Geraldine Warner, Richard Lehnert // January 13, 2014
A partnership with Disney resulted in 18 percent of Crunch Pak’s business being in Disney-labeled products. (Courtesy Crunch Pak.)
At first glance, apples, like eggs, seem endowed by nature with perfect packaging, but the market for fresh apple slices continues to grow.
“People thought we were crazy—people still think it’s crazy that people buy an apple that’s already sliced,” admits Tony Freytag, senior vice president for sales and marketing at Crunch Pak. And those people include the general manager of a major retail store who buys $10 million in sliced apples each year and still doesn’t understand why people buy them.
Crunch Pak sells 2 million apple slices a day in 14-ounce family packs, in trays, in clamshells, in single-serving plastic bags, and in larger value packs. When home use, institutional use, and fast-food restaurant use are all combined, apple slicing is a $475-million business nationally.

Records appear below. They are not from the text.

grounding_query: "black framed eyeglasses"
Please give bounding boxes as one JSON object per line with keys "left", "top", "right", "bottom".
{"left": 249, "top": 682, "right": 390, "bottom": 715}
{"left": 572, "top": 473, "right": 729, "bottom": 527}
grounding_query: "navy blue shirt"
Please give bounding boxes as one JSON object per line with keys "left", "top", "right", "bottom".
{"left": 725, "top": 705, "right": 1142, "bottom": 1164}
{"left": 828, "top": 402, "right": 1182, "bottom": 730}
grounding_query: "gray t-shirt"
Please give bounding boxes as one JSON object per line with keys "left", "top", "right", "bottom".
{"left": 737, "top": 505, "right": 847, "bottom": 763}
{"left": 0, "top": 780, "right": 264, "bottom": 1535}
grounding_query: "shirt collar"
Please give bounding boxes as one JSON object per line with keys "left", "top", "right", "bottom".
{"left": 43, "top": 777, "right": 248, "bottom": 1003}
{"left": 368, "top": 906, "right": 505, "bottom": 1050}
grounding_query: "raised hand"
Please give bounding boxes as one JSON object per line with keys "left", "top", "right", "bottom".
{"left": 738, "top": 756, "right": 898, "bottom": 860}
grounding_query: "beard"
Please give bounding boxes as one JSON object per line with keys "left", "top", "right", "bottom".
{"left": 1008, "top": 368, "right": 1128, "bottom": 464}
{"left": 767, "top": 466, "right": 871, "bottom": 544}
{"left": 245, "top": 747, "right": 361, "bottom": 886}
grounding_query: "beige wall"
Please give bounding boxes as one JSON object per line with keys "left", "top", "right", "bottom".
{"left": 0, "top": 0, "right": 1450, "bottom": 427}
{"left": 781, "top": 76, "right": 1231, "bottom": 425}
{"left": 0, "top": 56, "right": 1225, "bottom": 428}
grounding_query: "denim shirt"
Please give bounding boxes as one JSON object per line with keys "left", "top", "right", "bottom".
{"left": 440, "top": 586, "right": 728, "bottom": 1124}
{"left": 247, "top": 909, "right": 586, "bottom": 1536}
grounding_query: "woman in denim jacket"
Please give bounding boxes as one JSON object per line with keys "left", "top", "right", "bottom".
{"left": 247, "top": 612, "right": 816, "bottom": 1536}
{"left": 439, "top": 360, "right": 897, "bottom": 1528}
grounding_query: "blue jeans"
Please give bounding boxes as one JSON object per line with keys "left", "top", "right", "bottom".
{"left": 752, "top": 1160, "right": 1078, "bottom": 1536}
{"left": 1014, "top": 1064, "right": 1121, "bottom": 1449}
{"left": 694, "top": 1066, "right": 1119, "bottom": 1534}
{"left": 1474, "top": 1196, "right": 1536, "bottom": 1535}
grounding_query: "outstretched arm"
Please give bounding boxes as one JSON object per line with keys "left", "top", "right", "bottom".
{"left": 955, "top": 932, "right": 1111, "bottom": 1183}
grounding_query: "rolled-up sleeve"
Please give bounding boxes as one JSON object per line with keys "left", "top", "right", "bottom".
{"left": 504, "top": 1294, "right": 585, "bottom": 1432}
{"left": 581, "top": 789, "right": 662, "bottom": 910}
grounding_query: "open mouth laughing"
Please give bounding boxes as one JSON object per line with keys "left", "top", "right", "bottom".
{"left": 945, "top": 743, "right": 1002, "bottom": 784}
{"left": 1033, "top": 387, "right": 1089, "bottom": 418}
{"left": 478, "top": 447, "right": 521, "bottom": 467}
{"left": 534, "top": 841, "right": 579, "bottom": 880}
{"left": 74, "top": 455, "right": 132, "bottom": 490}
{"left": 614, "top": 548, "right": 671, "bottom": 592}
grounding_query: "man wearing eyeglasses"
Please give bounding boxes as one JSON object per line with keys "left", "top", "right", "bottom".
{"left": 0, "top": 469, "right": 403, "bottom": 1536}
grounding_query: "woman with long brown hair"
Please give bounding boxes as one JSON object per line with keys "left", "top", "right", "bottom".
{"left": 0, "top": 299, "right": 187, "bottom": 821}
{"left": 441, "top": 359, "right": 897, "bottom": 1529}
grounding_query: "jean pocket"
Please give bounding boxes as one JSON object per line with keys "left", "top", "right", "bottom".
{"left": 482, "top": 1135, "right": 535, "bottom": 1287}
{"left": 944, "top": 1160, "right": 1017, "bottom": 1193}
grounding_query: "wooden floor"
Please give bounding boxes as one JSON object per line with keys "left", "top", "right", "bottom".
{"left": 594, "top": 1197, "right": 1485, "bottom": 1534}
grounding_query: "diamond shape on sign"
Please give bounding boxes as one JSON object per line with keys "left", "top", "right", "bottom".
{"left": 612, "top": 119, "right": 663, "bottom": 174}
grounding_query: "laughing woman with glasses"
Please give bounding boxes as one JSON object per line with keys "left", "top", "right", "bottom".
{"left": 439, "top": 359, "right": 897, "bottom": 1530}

“Crunch Pak was founded by apple growers who believed that people would eat more apples if they were easier to eat,” Freytag said. “Kids with small mouths, missing teeth, or with braces can eat slices when they can’t bite a whole apple.”
In a school lunch study, fruit sales increased 61 percent when the fruit was sliced.
Young adults prefer prepared foods for snacks. And they’re looking for healthy snacks. When buying sliced apples, they look for freshness, nutrition, healthfulness, and convenience, in that order, and pricing at $1.99 or less, Freytag said.
Fast-food restaurants, striving to improve their image and meet Dietary Guidelines for Americans, are offering sliced fruit.
One child in three is obese. Eighty-eight percent don’t eat three or more servings of fruit or vegetables a day.
Freytag said that 69 percent of women aged 18 to 60 don’t buy sliced apples, so there’s room for growth.
Technically, sliced apples can’t be labeled “fresh” since they are bathed in calcium sorbate, a preservative they keeps them from decaying, discoloring, or losing crispness, Freytag said. Packaged, sliced, bagged apples, properly refrigerated, have a 21-day shelf life, he added.
Freytag spoke to apple growers and marketers during the U.S. Apple Association’s Apple Crop Outlook and Marketing Conference in Chicago in August last year.